During the day, the mallow uses motor tissue at the base of its stems to turn its leaves towards the sun, a process actively controlled by changes in water pressure inside the plant (called turgor). The strength and direction of sunlight are encoded in light-sensitive tissue, distributed across the geometric arrangement of the mallow’s leaf veins, and stored overnight. The plant also tracks information about the cycle of day and night via its internal circadian clocks, which are sensitive to environmental cues signaling dawn and dusk.

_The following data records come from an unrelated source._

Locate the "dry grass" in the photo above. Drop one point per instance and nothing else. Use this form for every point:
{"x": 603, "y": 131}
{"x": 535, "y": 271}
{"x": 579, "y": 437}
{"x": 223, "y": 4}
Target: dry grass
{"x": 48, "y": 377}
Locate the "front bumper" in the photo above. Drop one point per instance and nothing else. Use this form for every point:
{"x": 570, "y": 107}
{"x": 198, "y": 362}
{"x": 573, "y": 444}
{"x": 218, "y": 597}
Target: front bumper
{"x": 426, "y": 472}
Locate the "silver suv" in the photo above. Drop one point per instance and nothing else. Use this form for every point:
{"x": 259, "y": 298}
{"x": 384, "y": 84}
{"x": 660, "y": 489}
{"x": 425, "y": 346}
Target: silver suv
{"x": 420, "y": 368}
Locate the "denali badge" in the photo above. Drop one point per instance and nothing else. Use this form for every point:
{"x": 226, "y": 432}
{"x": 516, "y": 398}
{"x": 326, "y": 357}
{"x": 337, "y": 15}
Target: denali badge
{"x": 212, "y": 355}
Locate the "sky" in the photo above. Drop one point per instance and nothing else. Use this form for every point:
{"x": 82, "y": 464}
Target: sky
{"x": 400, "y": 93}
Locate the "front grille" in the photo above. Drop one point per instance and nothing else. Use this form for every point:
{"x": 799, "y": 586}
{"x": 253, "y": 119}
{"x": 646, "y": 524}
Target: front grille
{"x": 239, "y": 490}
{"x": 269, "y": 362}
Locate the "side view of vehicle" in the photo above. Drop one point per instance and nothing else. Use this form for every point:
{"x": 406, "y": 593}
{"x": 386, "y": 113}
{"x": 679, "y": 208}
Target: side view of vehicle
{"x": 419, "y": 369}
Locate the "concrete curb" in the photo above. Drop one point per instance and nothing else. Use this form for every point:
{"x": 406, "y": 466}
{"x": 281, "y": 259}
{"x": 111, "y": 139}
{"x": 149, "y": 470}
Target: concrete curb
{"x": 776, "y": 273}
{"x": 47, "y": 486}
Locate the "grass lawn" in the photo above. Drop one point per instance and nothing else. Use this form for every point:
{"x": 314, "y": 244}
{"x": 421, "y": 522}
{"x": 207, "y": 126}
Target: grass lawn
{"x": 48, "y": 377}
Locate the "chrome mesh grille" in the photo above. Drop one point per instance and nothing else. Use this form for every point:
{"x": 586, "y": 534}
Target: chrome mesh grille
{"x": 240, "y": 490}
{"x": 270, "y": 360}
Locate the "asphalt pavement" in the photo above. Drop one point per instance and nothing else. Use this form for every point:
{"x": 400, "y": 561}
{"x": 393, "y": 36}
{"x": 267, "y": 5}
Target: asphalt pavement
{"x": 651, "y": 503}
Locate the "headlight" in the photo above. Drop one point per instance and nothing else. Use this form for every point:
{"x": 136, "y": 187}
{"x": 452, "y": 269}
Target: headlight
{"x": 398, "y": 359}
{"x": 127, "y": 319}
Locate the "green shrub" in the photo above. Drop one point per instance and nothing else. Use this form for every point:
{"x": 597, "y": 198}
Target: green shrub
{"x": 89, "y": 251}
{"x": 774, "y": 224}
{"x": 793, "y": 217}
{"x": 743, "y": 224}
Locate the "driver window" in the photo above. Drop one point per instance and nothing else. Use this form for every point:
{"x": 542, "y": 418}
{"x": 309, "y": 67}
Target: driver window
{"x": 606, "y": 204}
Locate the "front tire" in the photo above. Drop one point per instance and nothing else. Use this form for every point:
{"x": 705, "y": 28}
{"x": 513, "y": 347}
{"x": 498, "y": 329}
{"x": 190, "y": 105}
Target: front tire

Using information from all of these sources, the mallow can overnight predict where and when the sun will rise the next day. It may not have concepts like “the sun” or “sunrise,” but it does store information about the light vector and day/night cycles that allow it to reorient its leaves before dawn so their surfaces face the sun, when she rises to heaven heaven. This also allows him to relearn a new location when plant physiologists play around with his “head” by changing the direction of the light source. If the facilities are closed in the dark, the anticipation mechanism also works offline for a few days. As with other foraging strategies, this involves optimizing available resources—in this case, sunlight.

Laura RugglesThe Mind of Plants” at the aeon (December 12, 2017)

Although the plant does not “think,” it does have an effective substitute for thinking in the form of cascades of chemical communication. It turns out that nature is much more densely packed with information than we thought.

Note: One last thing: something else plants sometimes do is manipulate pests into killing themselves:

You might also like to read:

Plants help each other. Are you confident? Can they suffer? Recent discoveries that plants can do many things we previously thought only animals could do raise some interesting questions. The sophisticated communication systems in plants underscore the fact that information is immaterial, but they do not imply individual consciousness.


How plants can count and remember without a brain. Plants like the Venus Flytrap can tell time by the chemicals circulating in their systems. Although a mind is required to work with ideas, many natural systems store information in other ways. Plants store information about their experiences.